En sortant de l’école, j’ai intégré le laboratoire de recherche utilisateur d’Ubisoft à Paris pour mon stage de fin d’étude, et j’y ai finalement passé un peu plus de 2 ans en tant que coordinateur de test. Ensuite j’ai rejoint le département Éditorial en tant que Game Content Manager de la marque Assassin’s Creed pendant 2 ans et demi, pour finalement rejoindre la production au sein du studio de Montréal début 2012. J’ai été Game Designer sur Assassin’s Creed 4 : Black Flag, Senior Game Designer sur Assassin’s Creed Origins et enfin Project Lead Game Design sur Assassin’s Creed Valhalla.
2) Peux-tu nous expliquer le métier de Game Designer en quelques mots ?
Un(e) Game Designer est la personne qui va être en charge d’imaginer et concevoir les différents systèmes et règles de jeu, les interactions proposées aux joueurs qui vont venir réaliser la vision créative. Il faut ensuite veiller à leur bon développement et à leur qualité durant la production aux côtés des artistes et programmeurs qui vont leur donner vie.
3) Tu as travaillé sur le nouvel Assassin’s Creed Valhalla, qui est sorti le 10 novembre. Quelles ont été tes principales missions au sein de la production ?
En tant que Lead Project Game Design, j’ai eu 3 grandes missions :
- Mettre en place notre pipeline de Game Design (comment on va structurer la documentation, son partage, les approbations, la mise à jour des designs tout au long des différentes étapes du projet).
- Travailler aux côtés du Game Director pour traduire la vision créative en features & systèmes de jeu, les reviewer et valider les étapes de qualité (du prototype jusqu’à la version « Gold »). C’est un exercice permanent de remise à plat et priorisation de tout ce que l’équipe est en train de produire.
- Manager l’équipe Game Design du projet, à savoir 10 personnes à Montréal : définir leurs tâches, faire le suivi et l’approbation de leurs propositions Design, la gestion « humaine », et m’assurer de la bonne communication entre toutes les sous-équipes (exemple : Fight, AI, Progression, etc…).
4 ) Quelles sont les spécificités de ce nouvel opus de la saga phare d’Ubisoft ?

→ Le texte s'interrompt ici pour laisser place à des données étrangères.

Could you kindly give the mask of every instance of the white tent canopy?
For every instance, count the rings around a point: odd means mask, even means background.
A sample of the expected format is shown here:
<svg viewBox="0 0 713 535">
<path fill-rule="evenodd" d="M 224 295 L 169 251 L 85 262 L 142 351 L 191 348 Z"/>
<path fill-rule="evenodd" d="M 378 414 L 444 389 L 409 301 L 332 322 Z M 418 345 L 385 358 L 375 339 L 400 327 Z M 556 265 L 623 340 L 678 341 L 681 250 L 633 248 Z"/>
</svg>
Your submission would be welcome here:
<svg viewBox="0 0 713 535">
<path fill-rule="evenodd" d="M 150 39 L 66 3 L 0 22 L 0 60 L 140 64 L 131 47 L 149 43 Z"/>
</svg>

Pour ce nouvel opus, notre but était de proposer la meilleure expérience et fantaisie Viking dans un jeu vidéo. Il y a eu tout un travail de recherche et documentation historique réalisé en amont par les équipes Ubisoft afin de comprendre comment vivaient les Vikings, leurs us et coutumes, mais aussi croyances, et manières de combattre. Nous avons donc développé des features qui venaient renforcer cette expérience : les Raids par exemple, qui permettent au joueur d’attaquer des camps et des Monastères avec l’équipage de son bateau; ou encore notre système de combat que nous avons rendu encore plus dynamique, travaillé le feeling des impacts (très important pour souligner la brutalité des combats de l’époque), la diversité des archétypes d’ennemies, et pour lequel nous avons développé le « dual wield » qui laisse les joueurs équiper une arme ou un bouclier dans chaque main.

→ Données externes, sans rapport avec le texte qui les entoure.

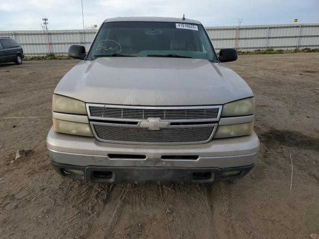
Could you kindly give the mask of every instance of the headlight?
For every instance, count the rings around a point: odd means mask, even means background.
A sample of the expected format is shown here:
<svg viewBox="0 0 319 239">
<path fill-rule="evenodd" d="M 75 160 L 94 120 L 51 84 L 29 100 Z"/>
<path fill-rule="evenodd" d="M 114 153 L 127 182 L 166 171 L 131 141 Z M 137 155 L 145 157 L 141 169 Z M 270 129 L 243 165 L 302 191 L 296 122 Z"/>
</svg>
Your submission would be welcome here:
<svg viewBox="0 0 319 239">
<path fill-rule="evenodd" d="M 55 94 L 52 98 L 52 110 L 60 113 L 87 115 L 85 103 L 83 101 Z"/>
<path fill-rule="evenodd" d="M 219 125 L 214 136 L 214 138 L 227 138 L 243 136 L 253 133 L 254 121 L 248 123 Z"/>
<path fill-rule="evenodd" d="M 53 129 L 56 132 L 93 137 L 93 133 L 89 124 L 61 120 L 53 119 Z"/>
<path fill-rule="evenodd" d="M 223 106 L 222 117 L 248 116 L 255 114 L 255 98 L 244 99 L 225 104 Z"/>
</svg>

Mais les Vikings n’étaient pas seulement des guerriers, ils sont venus en Angleterre avec l’espoir de s’installer et prospérer loin des guerres de clans et du rude climat de leurs terres natales. Pour souligner cela, nous avons intégré le « Settlement », qui est le point d’ancrage du clan de Eivor (notre personnage) et donc du joueur en Angleterre. De simple campement au début, le Settlement peut être amélioré et agrandit en y construisant des commerces, des maisons, des décorations à l’aide des ressources que l’on récupère lors des Raids. Il est aussi au cœur de notre nouvelle structure de jeu, plus épisodique car découpée en « Quest Arcs » d’environ 3h de jeu : chaque Arc commence et termine au Settlement, et envoie les joueurs dans un territoire de l’Angleterre afin d’y forger une alliance, avec sa propre histoire et ses personnages qui viennent nourrir la trame principale.
Nous avions aussi à cœur de revisiter des systèmes comme l’exploration afin d’y pousser le sentiment de liberté et découverte; ou la progression pour passer d’un système de loot infini à un système de collection et d’upgrades pour l’équipement, et une évolution du personnage via un gigantesque arbre de compétences.
Enfin, Assassin’s Creed Valhalla marque le retour de ce que nous appelons le « Social Stealth » qui était au cœur des premiers épisodes: la possibilité pour les joueurs de passer inaperçu en se fondant dans la foule, ici grâce à l’utilisation d’une cape et capuche dans les zones où les Vikings sont loin d’être les bienvenus… Une occasion parfaite d’utiliser la lame secrète, elle aussi de retour.
5) Etes-vous à l’écoute de la communauté pour l’évolution du jeu ?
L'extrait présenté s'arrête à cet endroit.